08 Février, 2019, 10:42 | Auteur: Sue Barrett
  • Emmanuel Macron ici avec de jeunes agriculteurs doit débattre avec un millier de jeunes en Saône-et-Loire

Dans le cadre du grand débat, le président de la République a rencontré un millier de jeunes à Étang-sur-Arroux, en Saône-et-Loire.

Venu en Bourgogne s'exprimer face à un millier de jeunes, Emmanuel Macron a passé sa pause déjeuner parmi les lycéens, à la cantine. Soit, selon l'Élysée, "un échantillon assez large et représentatif des jeunes" du Morvan, une région de basse montagne essentiellement rurale située à l'ouest de Dijon. "Mais ce qu'on va préparer, à travers ce débat, ce sera vous".

Un lycéen a interpellé le président sur le service national universel (SNU), qui "suscite beaucoup d'interrogations".

Co-animé par les ministres de l'Education Jean-Michel Blanquer et du Travail Muriel Pénicaud, le débat doit porter sur leurs études et leur entrée sur le marché du travail, mais aussi sur leurs attentes pour l'avenir du pays, l'environnement ou l'engagement politique.

Comme lors des cinq débats auxquels il a participé depuis le 15 janvier, Emmanuel Macron sera placé au centre de l'agora et répondra aux questions des intervenants. Des échanges se sont éternisés des heures, comme cela a été le cas dans l'Eure, le Lot ou encore lundi en banlieue parisienne.

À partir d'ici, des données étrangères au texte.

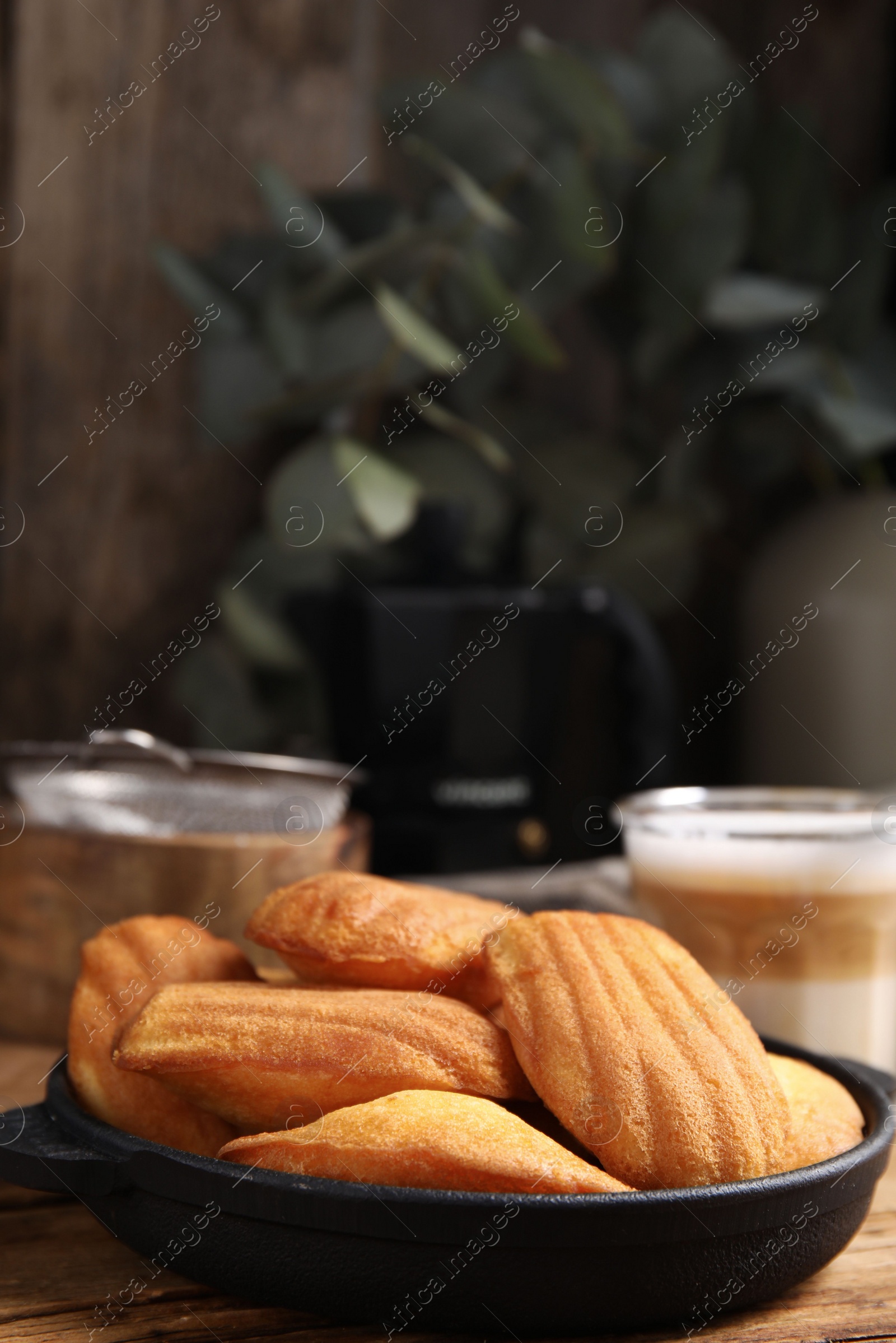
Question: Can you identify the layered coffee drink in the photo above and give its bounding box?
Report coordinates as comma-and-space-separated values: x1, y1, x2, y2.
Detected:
621, 788, 896, 1072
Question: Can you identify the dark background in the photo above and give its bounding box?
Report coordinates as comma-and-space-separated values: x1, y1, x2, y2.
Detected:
0, 0, 893, 783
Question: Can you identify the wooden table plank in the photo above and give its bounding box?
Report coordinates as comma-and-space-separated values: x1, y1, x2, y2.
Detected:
0, 1045, 896, 1343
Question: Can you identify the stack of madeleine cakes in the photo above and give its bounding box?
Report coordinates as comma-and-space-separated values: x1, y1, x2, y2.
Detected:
68, 872, 862, 1194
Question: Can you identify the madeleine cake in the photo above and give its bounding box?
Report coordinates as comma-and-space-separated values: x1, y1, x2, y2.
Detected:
768, 1054, 865, 1171
218, 1090, 625, 1194
68, 914, 255, 1156
245, 870, 525, 1007
487, 910, 788, 1188
113, 983, 534, 1133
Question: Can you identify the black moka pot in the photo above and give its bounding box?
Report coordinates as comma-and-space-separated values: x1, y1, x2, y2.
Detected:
288, 582, 673, 874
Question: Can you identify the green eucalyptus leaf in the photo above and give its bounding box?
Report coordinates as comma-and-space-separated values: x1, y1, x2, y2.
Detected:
396, 85, 546, 187
376, 281, 461, 373
264, 435, 371, 550
332, 436, 422, 541
153, 243, 245, 338
637, 6, 738, 121
176, 634, 276, 751
414, 399, 514, 471
255, 162, 349, 268
389, 430, 512, 572
461, 247, 566, 368
197, 337, 283, 443
260, 285, 311, 378
309, 298, 389, 383
750, 108, 851, 287
533, 141, 620, 274
520, 28, 636, 159
216, 583, 307, 672
403, 134, 519, 234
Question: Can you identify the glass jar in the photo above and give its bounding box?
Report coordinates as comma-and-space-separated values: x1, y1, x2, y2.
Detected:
620, 788, 896, 1072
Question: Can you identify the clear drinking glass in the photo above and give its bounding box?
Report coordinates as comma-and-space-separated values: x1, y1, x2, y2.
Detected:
620, 788, 896, 1072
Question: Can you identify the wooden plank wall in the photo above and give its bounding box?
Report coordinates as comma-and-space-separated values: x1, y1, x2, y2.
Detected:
0, 0, 890, 737
0, 0, 381, 737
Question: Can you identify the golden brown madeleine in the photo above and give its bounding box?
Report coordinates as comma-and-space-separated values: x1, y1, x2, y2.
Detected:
68, 914, 255, 1156
488, 910, 788, 1188
768, 1054, 865, 1171
113, 984, 534, 1133
218, 1090, 625, 1194
245, 872, 523, 1007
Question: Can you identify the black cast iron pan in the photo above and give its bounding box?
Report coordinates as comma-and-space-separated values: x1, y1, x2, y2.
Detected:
0, 1041, 892, 1337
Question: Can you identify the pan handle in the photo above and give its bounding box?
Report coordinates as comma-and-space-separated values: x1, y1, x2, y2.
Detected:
87, 728, 193, 774
0, 1105, 122, 1198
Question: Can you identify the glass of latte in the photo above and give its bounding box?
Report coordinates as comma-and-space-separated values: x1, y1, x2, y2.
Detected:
620, 788, 896, 1072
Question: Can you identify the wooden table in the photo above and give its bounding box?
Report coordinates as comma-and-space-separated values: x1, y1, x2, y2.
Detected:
0, 1045, 896, 1343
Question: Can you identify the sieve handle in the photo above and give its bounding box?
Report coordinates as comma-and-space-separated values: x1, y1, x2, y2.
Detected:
87, 728, 193, 774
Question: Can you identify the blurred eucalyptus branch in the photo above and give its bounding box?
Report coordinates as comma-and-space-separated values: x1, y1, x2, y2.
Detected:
157, 10, 896, 750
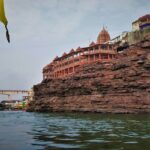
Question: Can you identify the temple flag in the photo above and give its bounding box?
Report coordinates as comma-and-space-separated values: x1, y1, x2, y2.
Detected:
0, 0, 10, 42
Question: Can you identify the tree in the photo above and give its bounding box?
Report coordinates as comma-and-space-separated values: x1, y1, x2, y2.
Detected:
0, 0, 10, 42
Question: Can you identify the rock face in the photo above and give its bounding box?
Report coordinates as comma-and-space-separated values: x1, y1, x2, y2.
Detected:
28, 39, 150, 113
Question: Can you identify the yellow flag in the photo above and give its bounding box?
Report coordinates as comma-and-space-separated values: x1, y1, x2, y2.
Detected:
0, 0, 8, 26
0, 0, 10, 42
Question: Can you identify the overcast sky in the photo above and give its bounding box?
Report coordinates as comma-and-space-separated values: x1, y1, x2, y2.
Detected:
0, 0, 150, 100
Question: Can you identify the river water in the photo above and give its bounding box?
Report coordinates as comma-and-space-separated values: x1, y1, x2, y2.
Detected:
0, 111, 150, 150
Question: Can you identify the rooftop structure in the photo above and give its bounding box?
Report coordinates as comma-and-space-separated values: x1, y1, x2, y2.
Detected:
43, 28, 116, 79
132, 14, 150, 31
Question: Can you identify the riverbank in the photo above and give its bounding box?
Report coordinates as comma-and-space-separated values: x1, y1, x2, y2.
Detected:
27, 39, 150, 113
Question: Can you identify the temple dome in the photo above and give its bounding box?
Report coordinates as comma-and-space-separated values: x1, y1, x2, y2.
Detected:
97, 28, 110, 44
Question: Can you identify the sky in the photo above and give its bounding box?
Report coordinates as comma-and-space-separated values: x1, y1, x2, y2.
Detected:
0, 0, 150, 100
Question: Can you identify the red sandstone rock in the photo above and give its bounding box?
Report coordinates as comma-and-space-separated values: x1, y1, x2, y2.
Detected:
28, 39, 150, 113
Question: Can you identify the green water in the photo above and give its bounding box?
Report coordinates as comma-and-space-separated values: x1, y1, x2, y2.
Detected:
0, 111, 150, 150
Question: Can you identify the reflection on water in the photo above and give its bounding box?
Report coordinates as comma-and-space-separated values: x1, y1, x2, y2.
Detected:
0, 111, 150, 150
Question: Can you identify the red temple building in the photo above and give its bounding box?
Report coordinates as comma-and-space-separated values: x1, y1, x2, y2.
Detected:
43, 28, 117, 79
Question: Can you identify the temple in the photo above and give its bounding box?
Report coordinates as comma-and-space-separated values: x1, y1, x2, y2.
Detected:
43, 28, 117, 79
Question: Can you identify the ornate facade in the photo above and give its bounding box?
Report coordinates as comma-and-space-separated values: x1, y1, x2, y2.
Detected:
43, 28, 117, 79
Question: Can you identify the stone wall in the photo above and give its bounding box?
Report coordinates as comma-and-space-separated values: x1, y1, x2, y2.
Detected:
28, 39, 150, 113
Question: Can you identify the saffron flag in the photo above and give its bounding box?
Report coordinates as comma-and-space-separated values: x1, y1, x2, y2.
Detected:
0, 0, 10, 42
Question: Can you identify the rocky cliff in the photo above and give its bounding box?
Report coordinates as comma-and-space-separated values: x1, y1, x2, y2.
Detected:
28, 41, 150, 113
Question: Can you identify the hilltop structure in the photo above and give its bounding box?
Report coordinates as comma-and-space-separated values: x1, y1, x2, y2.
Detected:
27, 15, 150, 113
43, 28, 117, 79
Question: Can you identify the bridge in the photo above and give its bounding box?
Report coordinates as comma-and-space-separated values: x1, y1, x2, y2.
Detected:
0, 90, 33, 100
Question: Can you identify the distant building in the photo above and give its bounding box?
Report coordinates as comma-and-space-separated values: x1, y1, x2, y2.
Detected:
132, 14, 150, 31
43, 28, 116, 79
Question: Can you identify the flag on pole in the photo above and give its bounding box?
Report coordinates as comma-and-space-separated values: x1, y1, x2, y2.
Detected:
0, 0, 10, 42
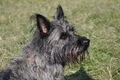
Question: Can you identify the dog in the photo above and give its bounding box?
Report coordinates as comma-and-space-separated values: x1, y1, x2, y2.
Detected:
0, 5, 90, 80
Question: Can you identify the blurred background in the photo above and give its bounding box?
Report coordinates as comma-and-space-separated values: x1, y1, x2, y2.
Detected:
0, 0, 120, 80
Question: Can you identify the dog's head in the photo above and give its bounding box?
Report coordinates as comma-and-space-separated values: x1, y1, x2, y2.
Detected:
31, 6, 90, 63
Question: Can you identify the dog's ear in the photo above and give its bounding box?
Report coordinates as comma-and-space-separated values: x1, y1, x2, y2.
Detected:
55, 5, 64, 20
31, 14, 51, 34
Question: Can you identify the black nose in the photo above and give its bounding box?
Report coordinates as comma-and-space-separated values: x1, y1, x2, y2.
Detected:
83, 38, 90, 46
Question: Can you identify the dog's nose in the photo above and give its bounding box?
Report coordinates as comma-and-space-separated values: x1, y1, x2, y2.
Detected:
83, 39, 90, 46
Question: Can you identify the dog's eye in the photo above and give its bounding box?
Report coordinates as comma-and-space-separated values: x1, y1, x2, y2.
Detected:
60, 33, 67, 39
69, 28, 74, 31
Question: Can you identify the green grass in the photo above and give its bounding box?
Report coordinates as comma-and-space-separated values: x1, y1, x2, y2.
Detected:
0, 0, 120, 80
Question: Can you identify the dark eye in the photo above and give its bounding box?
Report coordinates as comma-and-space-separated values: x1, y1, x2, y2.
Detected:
69, 27, 74, 31
60, 33, 67, 39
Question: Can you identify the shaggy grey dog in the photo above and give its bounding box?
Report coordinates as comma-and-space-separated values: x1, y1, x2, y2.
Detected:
0, 6, 90, 80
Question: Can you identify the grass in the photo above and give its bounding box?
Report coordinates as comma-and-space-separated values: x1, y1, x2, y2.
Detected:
0, 0, 120, 80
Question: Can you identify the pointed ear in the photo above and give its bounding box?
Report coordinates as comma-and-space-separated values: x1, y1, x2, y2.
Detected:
55, 5, 64, 20
32, 14, 51, 34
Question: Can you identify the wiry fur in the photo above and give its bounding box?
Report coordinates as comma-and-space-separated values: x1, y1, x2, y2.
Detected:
0, 6, 89, 80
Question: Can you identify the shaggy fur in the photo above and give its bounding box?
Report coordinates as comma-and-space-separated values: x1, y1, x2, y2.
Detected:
0, 6, 90, 80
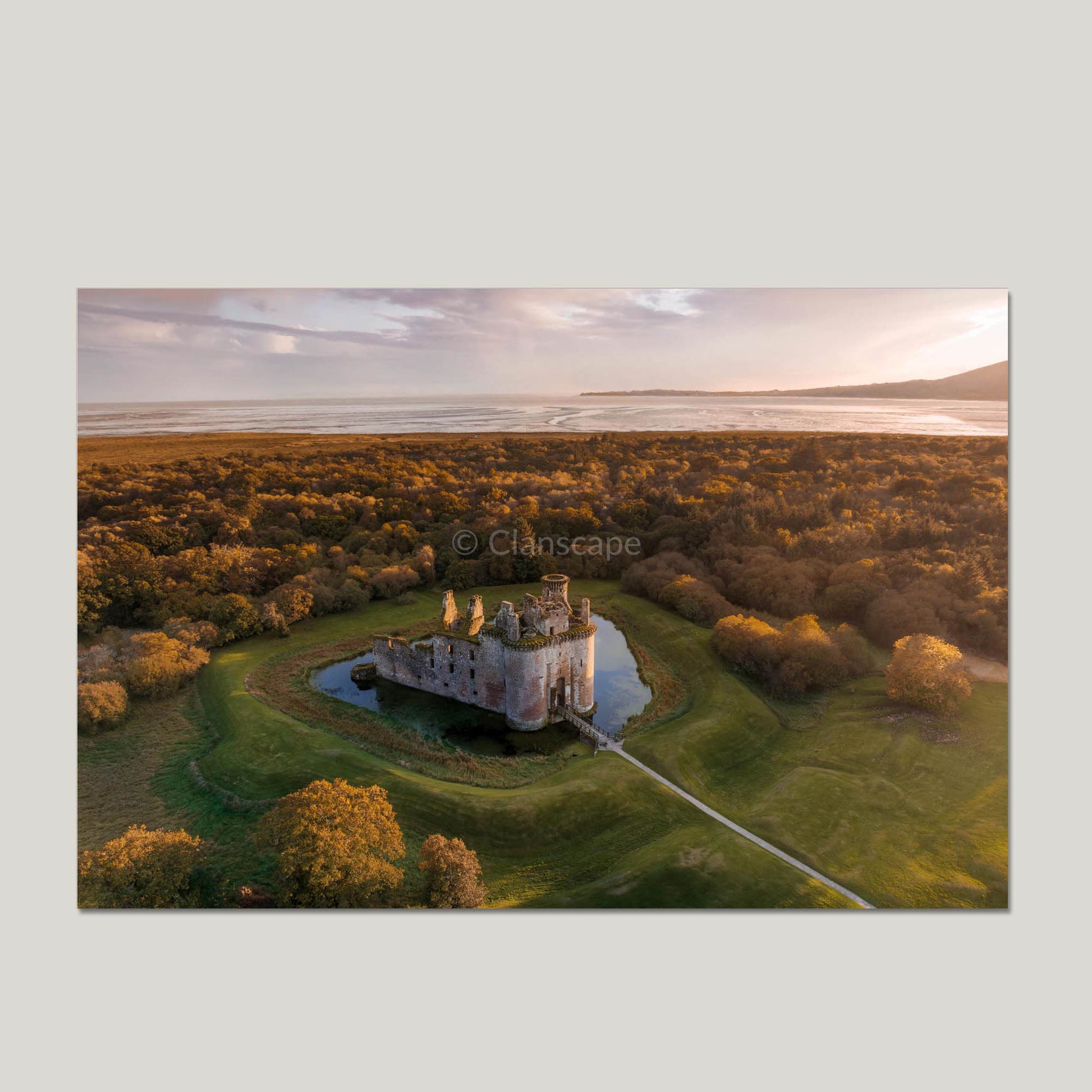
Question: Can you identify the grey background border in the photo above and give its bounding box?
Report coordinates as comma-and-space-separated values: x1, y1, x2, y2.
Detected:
2, 0, 1089, 1089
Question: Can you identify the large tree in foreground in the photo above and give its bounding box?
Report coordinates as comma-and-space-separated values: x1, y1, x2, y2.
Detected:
417, 834, 487, 907
261, 778, 405, 906
79, 823, 204, 909
885, 634, 971, 717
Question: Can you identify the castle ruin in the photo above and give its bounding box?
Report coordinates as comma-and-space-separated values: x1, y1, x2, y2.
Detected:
373, 575, 595, 732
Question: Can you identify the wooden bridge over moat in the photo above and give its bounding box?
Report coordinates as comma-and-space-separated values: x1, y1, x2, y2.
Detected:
558, 705, 611, 747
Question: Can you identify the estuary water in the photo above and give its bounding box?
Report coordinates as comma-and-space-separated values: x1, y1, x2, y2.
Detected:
311, 614, 652, 754
79, 394, 1009, 435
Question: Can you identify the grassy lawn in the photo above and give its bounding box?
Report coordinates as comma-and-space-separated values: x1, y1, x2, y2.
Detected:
80, 581, 1007, 906
627, 604, 1008, 906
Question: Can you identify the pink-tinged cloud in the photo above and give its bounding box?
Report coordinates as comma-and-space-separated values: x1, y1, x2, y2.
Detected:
80, 288, 1008, 402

Selon nos informations, Gabriel Attal, secrétaire d'Etat ne serait plus du voyage.

Une délégation de 10 "gilets jaunes" a été formée pour être reçue par le président de la République.

"Tous les endroits sont bons pour s'adresser à la jeunesse, ce qui compte c'est de s'adresser à elle", a réagi jeudi 7 février Sophie Caillaud, la présidente du parti Allons Enfants, alors qu'Emmanuel Macron va échanger avec des jeunes en Saône-et-Loire dans le cadre du grand débat national.

"Avec ce grand débat, vous n'avez pas le droit à l'erreur", a lancé Alain Gaudray, maire de Fragnes-La-Loyère, au président. En l'exhortant à annoncer "des actions concrètes, rapides", car sinon "le rang des mécontents va grossir ".

Le gouvernement d'Emmanuel Macron fait face depuis la mi-novembre à la fronde sociale des "gilets jaunes", qui protestent contre les bas salaires, les taxes, pour le rétablissement de l'Impôt de solidarité sur la fortune (ISF) réformé par le gouvernement, et pour certains réclament la démission du président.